I wanted to stand by Janet Jackson during Nipplegate in 2004 — really, I did. I had intended to march down to the music shop on the day Damita Jo was released to show my support for Miss Jackson, to stand against the histronics of a conservative agenda run amok.
But I hedged my bets.
I jumped on the Evil Sharing Networks to see if I could afford to spend the cash to show such support, and after listening to the album, I couldn’t bring myself to subsidize it. In the same manner that I wouldn’t buy a Dixie Chicks album just because they pissed off some conservative blowhards, taste overrode political action.
Janet’s 2006 follow-up, 20 Y.O., garnered the same response. But the problem stems much further back — as far back as 1997 and The Velvet Rope.
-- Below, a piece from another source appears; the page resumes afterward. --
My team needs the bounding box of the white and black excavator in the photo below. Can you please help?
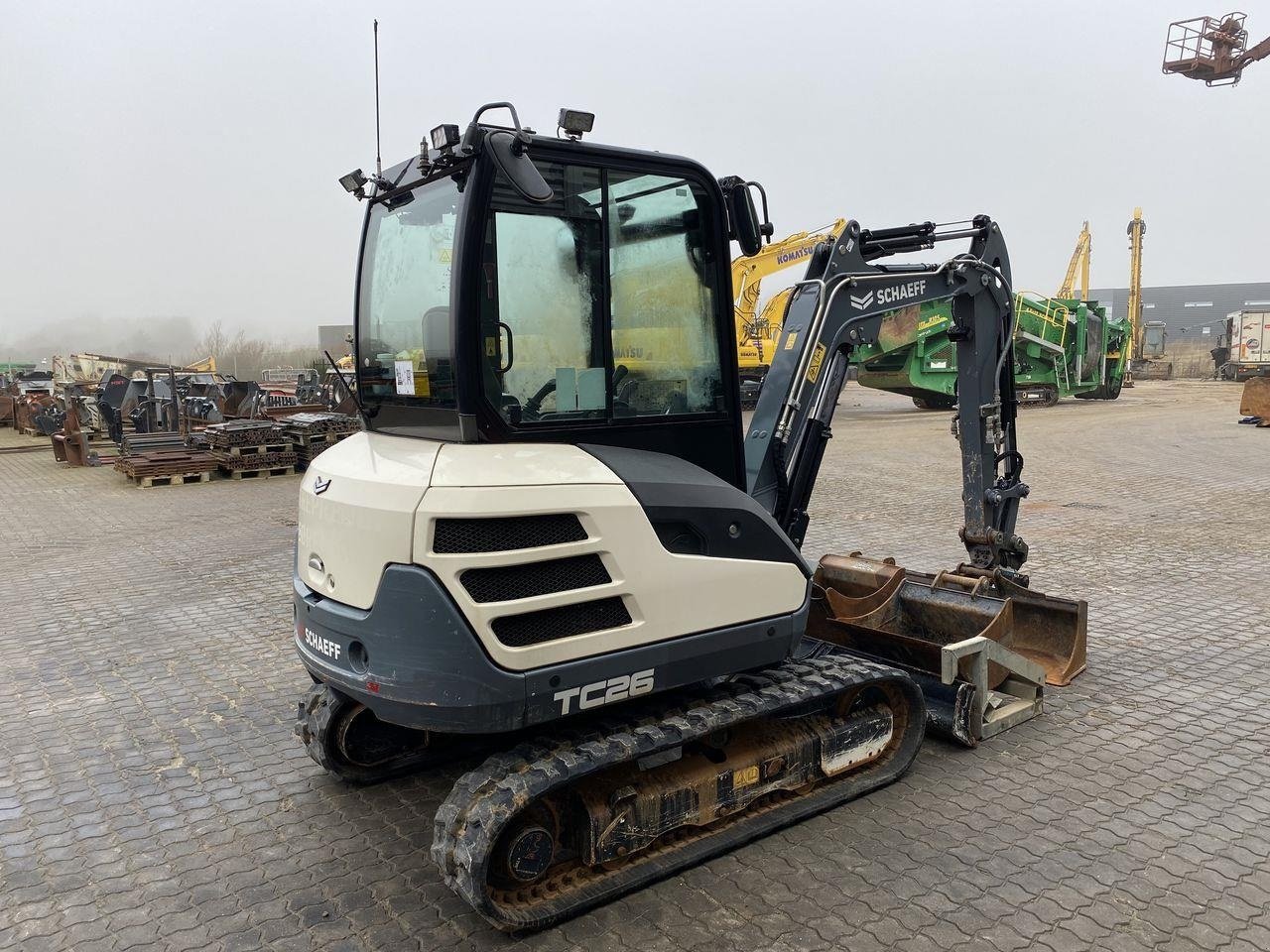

The production team that struck platinum with Control, Rhythm Nation 1814 and (to a lesser extent creatively) janet. started to show signs of wear. By 2001’s All for You, the well was tapped dry.
Ruts are comfortable, and for most of the new millennium, Janet has been very comfortable. After some very high-profile label changes, she finally did what she should have done a decade back — work with new people.
Terry Lewis and Jimmy Jam have done much to foster Janet as a talent in her own right, but at some point, kids need to move out of their parents’ house. Discipline is the much-delayed sound of Janet exerting independence once again.